Having the flu jab could also help prevent strokes, a new study by UK researchers has suggested.
The study by the University of Lincoln found the chances of having a first stroke were significantly reduced for up to two months after getting the flu vaccine.
The findings, published in the journal Vaccine, support the idea that some cardiovascular diseases may be triggered by flu and that the vaccine could help protect people against conditions including stroke.
“Our findings support current recommendations for the flu vaccination in people at high risk, with the added effect of stroke prevention”
Protection provided by the vaccine against flu lasts from four to six months.
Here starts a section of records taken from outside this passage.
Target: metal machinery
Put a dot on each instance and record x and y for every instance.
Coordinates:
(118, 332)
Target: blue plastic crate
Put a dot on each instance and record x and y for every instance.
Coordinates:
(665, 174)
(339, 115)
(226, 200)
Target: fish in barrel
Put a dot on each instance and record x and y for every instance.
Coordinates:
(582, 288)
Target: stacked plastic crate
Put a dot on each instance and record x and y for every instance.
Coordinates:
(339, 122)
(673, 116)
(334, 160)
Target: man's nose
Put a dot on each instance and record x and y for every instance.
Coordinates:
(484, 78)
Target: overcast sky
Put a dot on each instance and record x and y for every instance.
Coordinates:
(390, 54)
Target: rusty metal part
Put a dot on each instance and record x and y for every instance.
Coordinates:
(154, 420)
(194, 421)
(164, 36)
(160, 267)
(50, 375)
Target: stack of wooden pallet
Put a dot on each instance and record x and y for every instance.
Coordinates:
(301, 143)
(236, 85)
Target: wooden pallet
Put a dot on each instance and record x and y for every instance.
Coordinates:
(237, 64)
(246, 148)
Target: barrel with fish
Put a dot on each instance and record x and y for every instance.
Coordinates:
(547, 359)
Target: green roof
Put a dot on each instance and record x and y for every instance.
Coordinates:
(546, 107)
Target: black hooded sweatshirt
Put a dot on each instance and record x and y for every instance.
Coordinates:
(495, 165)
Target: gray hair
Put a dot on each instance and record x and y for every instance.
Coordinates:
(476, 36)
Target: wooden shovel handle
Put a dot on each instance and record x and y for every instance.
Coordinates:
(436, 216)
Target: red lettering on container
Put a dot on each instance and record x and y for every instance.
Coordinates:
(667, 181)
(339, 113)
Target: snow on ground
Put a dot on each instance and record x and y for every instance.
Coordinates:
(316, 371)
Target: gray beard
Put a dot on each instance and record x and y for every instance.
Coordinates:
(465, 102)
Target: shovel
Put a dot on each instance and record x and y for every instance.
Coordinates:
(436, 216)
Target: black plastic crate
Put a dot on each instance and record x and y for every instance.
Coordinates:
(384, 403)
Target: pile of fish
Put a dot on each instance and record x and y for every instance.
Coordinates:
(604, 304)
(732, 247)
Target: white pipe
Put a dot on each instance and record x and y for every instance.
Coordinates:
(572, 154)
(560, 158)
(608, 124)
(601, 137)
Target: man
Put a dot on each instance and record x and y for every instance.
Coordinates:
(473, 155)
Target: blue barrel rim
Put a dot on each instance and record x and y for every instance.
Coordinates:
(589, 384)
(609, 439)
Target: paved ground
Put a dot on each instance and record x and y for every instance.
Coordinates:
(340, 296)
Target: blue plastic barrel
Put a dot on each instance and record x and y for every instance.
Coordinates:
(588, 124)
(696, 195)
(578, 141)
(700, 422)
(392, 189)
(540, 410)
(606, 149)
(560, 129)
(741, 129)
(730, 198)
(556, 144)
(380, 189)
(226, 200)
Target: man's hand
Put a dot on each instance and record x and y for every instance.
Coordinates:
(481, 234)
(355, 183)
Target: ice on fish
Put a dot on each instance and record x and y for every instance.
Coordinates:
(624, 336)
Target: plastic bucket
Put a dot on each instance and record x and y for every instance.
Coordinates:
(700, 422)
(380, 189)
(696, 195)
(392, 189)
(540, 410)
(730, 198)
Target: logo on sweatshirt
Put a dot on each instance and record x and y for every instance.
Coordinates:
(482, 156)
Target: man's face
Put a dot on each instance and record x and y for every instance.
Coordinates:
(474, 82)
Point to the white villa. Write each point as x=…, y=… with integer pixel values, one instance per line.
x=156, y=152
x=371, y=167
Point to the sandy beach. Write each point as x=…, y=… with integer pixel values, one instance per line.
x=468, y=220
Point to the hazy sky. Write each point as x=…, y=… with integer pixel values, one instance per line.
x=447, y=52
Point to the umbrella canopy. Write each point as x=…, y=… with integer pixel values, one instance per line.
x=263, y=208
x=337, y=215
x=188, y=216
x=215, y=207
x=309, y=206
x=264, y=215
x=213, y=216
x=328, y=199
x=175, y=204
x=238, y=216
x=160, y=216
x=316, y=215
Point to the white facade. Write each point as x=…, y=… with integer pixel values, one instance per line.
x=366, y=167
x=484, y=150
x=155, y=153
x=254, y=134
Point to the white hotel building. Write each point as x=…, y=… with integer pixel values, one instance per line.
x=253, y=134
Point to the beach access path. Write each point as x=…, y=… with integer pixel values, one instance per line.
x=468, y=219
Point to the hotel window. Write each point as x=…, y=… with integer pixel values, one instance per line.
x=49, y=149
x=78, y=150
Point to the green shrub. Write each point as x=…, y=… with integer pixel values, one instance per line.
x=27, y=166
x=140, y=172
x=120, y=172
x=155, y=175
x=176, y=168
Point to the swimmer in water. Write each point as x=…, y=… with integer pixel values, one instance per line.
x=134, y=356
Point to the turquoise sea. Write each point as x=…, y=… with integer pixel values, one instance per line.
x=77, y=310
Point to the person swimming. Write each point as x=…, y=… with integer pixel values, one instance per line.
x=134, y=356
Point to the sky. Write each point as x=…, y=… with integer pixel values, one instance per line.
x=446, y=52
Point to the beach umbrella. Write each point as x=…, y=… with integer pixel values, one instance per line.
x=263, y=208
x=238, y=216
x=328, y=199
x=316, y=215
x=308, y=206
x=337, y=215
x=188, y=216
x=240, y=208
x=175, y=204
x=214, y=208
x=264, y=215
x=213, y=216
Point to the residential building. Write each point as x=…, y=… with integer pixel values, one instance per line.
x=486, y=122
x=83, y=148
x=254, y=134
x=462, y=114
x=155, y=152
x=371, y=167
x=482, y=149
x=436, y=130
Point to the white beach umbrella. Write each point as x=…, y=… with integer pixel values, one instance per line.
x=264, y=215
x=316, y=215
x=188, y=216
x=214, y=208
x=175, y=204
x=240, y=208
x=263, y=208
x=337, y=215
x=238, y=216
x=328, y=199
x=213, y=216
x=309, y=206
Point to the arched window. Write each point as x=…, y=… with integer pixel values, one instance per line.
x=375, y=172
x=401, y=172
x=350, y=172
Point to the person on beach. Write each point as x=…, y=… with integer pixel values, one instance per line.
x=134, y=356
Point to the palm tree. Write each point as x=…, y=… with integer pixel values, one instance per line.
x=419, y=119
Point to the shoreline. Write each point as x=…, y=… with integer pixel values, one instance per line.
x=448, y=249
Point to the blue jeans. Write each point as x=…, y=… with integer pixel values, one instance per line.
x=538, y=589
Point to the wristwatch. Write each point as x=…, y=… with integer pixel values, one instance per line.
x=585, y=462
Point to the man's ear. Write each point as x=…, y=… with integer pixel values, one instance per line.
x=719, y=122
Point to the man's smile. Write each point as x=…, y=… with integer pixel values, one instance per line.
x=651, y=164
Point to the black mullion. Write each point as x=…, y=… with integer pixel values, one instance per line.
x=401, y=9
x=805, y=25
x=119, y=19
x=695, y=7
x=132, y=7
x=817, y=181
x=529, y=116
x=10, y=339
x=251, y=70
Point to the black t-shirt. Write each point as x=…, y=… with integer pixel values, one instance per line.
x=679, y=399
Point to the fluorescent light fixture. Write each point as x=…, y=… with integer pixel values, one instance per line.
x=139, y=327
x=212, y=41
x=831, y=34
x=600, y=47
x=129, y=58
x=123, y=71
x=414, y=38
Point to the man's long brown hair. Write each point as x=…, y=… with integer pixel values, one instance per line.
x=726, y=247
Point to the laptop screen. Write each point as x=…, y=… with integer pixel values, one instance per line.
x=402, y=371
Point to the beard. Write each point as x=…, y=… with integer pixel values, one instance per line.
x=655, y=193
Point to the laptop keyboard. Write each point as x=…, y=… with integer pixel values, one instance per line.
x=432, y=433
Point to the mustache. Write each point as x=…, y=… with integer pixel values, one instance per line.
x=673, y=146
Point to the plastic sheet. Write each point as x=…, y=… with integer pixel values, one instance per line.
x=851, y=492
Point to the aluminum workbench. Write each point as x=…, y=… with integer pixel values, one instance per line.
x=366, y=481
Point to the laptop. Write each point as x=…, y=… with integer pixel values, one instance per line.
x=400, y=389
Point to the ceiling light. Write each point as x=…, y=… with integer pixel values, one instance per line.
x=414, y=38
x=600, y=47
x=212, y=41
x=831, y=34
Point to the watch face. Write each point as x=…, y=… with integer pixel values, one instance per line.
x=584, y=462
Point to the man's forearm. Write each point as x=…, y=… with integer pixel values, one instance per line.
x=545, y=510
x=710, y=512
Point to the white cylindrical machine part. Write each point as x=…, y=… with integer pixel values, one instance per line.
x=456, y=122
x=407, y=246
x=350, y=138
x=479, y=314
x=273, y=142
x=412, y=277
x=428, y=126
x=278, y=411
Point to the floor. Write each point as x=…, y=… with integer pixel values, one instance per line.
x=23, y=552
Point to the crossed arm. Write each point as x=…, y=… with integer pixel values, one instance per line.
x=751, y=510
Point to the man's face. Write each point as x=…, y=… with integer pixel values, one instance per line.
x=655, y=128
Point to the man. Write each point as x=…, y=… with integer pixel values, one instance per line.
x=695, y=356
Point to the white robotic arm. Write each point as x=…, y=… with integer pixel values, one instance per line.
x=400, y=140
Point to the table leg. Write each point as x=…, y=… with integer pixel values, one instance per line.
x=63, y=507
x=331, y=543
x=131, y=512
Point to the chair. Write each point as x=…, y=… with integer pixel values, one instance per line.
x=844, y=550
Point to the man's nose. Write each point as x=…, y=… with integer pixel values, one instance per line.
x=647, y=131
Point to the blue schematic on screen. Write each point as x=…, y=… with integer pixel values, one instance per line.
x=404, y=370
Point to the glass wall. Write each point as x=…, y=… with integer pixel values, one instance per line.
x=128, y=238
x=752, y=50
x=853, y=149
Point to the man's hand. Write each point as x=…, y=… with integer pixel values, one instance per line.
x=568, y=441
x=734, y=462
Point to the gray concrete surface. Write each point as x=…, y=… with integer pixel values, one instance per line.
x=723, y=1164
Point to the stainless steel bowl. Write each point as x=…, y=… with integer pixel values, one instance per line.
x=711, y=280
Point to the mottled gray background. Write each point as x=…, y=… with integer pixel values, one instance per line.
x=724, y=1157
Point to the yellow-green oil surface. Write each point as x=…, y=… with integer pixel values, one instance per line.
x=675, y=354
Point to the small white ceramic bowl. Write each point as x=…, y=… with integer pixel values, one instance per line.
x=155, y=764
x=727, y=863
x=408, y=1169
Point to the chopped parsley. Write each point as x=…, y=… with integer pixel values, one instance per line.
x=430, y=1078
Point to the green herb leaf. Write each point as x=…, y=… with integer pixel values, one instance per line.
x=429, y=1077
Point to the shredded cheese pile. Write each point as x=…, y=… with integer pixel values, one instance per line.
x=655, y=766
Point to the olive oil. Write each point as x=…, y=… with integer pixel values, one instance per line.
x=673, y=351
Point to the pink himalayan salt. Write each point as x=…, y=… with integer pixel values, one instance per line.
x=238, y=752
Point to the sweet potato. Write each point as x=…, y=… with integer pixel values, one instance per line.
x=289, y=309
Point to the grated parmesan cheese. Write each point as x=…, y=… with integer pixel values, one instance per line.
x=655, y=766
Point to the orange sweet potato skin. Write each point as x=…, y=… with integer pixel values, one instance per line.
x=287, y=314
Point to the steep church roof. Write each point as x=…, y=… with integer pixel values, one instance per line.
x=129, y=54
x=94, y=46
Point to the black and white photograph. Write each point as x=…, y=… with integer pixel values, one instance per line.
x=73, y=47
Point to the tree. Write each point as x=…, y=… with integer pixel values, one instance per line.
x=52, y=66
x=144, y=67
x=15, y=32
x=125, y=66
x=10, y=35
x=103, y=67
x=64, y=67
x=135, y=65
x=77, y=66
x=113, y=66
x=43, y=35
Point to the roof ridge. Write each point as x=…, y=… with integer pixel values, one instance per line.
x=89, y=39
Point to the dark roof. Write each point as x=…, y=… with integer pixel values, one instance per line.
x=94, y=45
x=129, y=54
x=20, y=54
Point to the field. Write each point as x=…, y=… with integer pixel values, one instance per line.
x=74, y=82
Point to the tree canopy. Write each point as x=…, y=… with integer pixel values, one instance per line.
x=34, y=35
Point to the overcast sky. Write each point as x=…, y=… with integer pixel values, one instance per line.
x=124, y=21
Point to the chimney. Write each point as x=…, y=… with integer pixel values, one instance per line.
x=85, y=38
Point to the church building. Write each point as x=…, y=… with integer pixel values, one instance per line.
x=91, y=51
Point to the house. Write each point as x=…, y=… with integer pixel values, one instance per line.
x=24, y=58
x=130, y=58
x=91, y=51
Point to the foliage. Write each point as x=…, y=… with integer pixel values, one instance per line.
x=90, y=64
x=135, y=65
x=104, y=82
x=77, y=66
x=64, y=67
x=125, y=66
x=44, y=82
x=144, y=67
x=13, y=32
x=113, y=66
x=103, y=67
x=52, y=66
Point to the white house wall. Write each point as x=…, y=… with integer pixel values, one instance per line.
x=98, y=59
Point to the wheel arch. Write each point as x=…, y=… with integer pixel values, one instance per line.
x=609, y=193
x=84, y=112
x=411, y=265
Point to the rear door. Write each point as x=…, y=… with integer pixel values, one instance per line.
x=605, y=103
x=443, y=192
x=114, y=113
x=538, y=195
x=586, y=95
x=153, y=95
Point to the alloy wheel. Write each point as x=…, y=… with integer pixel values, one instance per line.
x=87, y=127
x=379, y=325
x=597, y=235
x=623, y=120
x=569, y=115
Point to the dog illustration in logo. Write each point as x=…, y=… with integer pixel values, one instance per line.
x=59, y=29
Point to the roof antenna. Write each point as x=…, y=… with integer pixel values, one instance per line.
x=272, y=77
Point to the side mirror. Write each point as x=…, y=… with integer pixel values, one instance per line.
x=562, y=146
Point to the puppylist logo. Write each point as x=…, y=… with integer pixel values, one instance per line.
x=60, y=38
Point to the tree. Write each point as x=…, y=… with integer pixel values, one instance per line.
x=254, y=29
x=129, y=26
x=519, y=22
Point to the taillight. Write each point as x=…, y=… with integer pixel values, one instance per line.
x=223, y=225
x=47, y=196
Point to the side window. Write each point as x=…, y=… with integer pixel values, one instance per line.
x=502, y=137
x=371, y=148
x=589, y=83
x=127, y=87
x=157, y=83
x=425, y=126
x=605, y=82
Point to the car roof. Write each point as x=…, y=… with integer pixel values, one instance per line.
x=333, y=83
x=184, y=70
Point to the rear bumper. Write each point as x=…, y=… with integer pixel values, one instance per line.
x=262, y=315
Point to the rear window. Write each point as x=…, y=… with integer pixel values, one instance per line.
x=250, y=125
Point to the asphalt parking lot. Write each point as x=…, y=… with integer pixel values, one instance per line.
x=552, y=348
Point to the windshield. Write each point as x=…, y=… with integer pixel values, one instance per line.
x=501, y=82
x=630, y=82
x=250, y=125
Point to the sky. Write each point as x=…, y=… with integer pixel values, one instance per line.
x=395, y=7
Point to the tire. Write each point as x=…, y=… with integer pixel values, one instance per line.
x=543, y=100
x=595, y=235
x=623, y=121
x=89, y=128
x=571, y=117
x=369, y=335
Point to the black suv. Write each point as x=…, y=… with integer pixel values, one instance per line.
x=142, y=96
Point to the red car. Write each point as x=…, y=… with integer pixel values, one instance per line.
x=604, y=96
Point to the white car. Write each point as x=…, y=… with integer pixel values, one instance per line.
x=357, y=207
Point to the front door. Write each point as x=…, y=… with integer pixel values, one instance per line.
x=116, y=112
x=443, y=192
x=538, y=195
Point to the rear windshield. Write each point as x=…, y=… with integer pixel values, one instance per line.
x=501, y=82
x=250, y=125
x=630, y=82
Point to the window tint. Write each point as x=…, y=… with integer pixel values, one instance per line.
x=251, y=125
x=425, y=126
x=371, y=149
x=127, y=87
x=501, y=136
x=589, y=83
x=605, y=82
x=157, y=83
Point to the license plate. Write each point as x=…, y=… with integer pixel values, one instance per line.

The study, which was funded by the National Institute of Health Research, was based on an analysis of 18,000 stroke cases between 2001 and 2009.
The research team compared how many strokes occurred up to 180 days – about six months - after a flu jab with other times when people would not have been protected by the vaccine.
They found the chances of having a stroke dropped by about a fifth in the first 59 days after getting the jab.
Meanwhile vaccinating earlier in the flu season appeared to offer more protection against stroke. In the first week after the jab there were 36% fewer cases of stroke than would normally be expected.
The second week showed a 30% reduction. That was 24% in the third and fourth weeks, dropping to 17% between 29 and 59 days after the jab.
“Our findings support current recommendations for the flu vaccination in people at high risk with the added effect of stroke prevention,” said one of the three-strong research team Niro Siriwardena, a GP and professor of primary and pre-hospital healthcare.
“Our study demonstrated that the earlier the vaccination is delivered the greater the linked reduction in stroke risk so this should encourage early vaccination,” he said.
He said the team were developing further studies to look at benefits of extending flu vaccination to younger adults at risk of stroke.